Die Wohnflächenverordnung enthält unter anderem Regeln für lichte Höhen unter Dachschrägen, Balkone und Terrassen sowie unbeheizte oder nicht allseitig geschlossene Räume. Flächen mit mindestens zwei Metern lichter Höhe werden grundsätzlich voll, Bereiche zwischen einem und zwei Metern zur Hälfte berücksichtigt; niedrigere Bereiche bleiben grundsätzlich außer Ansatz. Balkone und Terrassen werden regelmäßig nur anteilig angesetzt. Der konkrete Fall braucht dennoch eine vollständige Prüfung der Verordnung.

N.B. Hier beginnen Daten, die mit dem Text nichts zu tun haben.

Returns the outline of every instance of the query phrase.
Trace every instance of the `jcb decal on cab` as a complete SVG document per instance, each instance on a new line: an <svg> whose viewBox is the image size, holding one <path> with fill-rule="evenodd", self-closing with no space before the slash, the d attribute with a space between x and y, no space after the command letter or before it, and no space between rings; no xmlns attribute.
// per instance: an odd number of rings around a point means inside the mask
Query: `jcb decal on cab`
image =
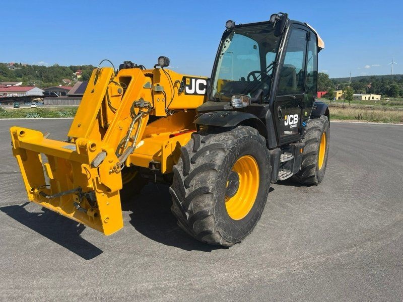
<svg viewBox="0 0 403 302"><path fill-rule="evenodd" d="M184 84L185 95L205 95L207 93L206 79L184 77L182 83Z"/></svg>
<svg viewBox="0 0 403 302"><path fill-rule="evenodd" d="M290 125L290 128L294 128L297 127L297 124L298 123L298 114L290 114L289 115L286 115L284 116L284 125Z"/></svg>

Hürther Bestandsbauten genau ansehen

In gewachsenen Hürther Quartieren wurden Dachgeschosse, Anbauten und Wintergärten teils über Jahrzehnte verändert. Eine Grundrisszeichnung kann einen früheren Stand zeigen. Eigentümer vergleichen daher Bauakte, heutige Raumfolge und Aufmaß. Gibt es eine Differenz, wird sie vor dem Inserat geklärt und nicht durch die Bezeichnung „ca.“ geheilt.

Neben der Wohnfläche wird Nutzfläche getrennt ausgewiesen. Ein gut nutzbarer Hobbyraum kann für Käufer wertvoll sein, auch wenn er nicht zur Wohnfläche zählt. Transparenz nimmt dem Raum nicht seinen Nutzen. Sie verhindert vielmehr, dass ein positiver Eindruck später als falsche Flächenangabe verstanden wird.

Eine nachvollziehbare Anlage erstellen

Zur Objektakte gehören Grundrisse, Maßketten, Berechnungsblatt und Hinweise auf Besonderheiten. Räume erhalten eindeutige Bezeichnungen. Bei einer Eigentumswohnung wird zusätzlich geprüft, welche Flächen Sonder- oder Gemeinschaftseigentum sind. Bei einem Haus werden Terrassen, Balkone und Nebengebäude separat beschrieben.

Eine professionelle Neuvermessung ist besonders sinnvoll, wenn die vorhandene Zahl erkennbar alt, unplausibel oder für die Preisbildung wesentlich ist. Der Objektkompass kann zunächst vorhandene Angaben und deren Herkunft erfassen. Die endgültige Vermarktungszahl sollte erst nach dem Abgleich verwendet werden.

Preiskennzahlen richtig lesen

Ein Quadratmeterpreis entsteht aus Kaufpreis und definierter Fläche. Ändert sich die Flächengrundlage, ändert sich die Kennzahl, ohne dass das Haus anders wird. Deshalb nennt die Akte Quelle und Methode. Wohn-, Nutz- und Gewerbeflächen bleiben getrennt. Auch Raumlisten werden abgeglichen: Anzahl und Bezeichnung müssen zu Grundriss und Besichtigung passen; Durchgangszimmer werden nicht als unabhängige Räume vermarktet.

Ein Versionsdatum verhindert, dass später ein veralteter Flächenstand in neue Unterlagen übernommen wird.

Primärquelle: Wohnflächenverordnung.